Industry adoption and future prospects
Microsoft is the first cloud provider to integrate NVIDIA’s Blackwell AI chip into its Azure AI infrastructure, enhancing capabilities for large-scale language models and real-time AI applications. Azure sets a new standard for cloud-based AI infrastructure performance and efficiency with advanced cooling systems and high-speed InfiniBand networking.
Given their reliance on AI-driven applications, leading cloud providers like Amazon Web Services (AWS), Google Cloud, and Meta are likely to consider Blackwell for their high-performance computing and AI needs. Blackwell’s efficiency and computational power make it an attractive option for enterprises looking to improve energy savings and AI performance.
The increasing adoption of AI raises environmental considerations due to its energy footprint. Blackwell addresses this challenge through power-efficient design features, including HBM (High-Bandwidth Memory) and advanced power management, which allow organisations to reduce energy consumption and lower operational costs in data centres.
Expanding the lineup with advanced superchips
The Blackwell architecture is not limited to standalone GPUs; NVIDIA’s lineup includes a series of advanced Superchips designed for the most demanding AI tasks. These Superchips combine Blackwell GPUs with NVIDIA’s latest CPUs, as well as high-speed interconnects, to create solutions capable of handling vast datasets and massive language models with greater efficiency and scalability. At the forefront of this lineup is the GB200 Grace Blackwell Superchip, engineered for peak performance in data-intensive applications and hyperscale AI deployments.

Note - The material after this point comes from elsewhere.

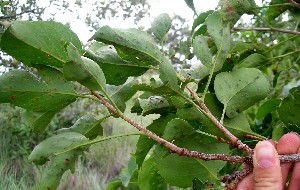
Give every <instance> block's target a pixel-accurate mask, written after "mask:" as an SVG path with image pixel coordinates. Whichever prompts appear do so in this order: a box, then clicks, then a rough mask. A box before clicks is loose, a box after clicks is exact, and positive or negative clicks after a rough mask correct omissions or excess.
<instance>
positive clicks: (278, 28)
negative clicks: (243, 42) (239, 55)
mask: <svg viewBox="0 0 300 190" xmlns="http://www.w3.org/2000/svg"><path fill="white" fill-rule="evenodd" d="M233 30H235V31H251V30H255V31H273V32H282V33H288V34H295V35H300V32H297V31H291V30H285V29H281V28H233Z"/></svg>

NVIDIA Blackwell chip: powering advanced AI
The NVIDIA GB200 Grace Blackwell Superchip combines two Blackwell GPUs with the Grace CPU, linked by a 900GB/s connection for rapid data transfer. With network speeds up to 800Gb/s, this superchip easily supports complex AI workloads and data-intensive applications.

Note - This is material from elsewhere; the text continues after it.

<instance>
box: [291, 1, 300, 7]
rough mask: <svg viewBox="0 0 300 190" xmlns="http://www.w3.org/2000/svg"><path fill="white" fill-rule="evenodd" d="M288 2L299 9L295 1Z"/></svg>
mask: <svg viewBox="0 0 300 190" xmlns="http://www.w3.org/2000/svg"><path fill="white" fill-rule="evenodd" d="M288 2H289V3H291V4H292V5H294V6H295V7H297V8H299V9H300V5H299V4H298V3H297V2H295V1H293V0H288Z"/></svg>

GB200 NVL72 rack-scale system for large AI models
NVIDIA’s GB200 NVL72 system combines 36 Grace Blackwell Superchips, delivering exaflop-level performance with 30TB of memory. This setup achieves 30 times the performance of NVIDIA’s H100 GPUs while reducing energy consumption and operational costs by up to 25 times. It’s an ideal choice for hyperscale AI inference workloads. The HGX B200 server board also offers a scalable option, supporting up to eight GPUs at network speeds up to 400Gb/s, making it suitable for a range of high-performance AI applications.
Distilled
NVIDIA’s Blackwell architecture is poised to be critical in advancing AI research and applications. From powering large language models to enabling real-time AI functionalities, Blackwell delivers the performance, efficiency, and scalability needed for next-generation AI.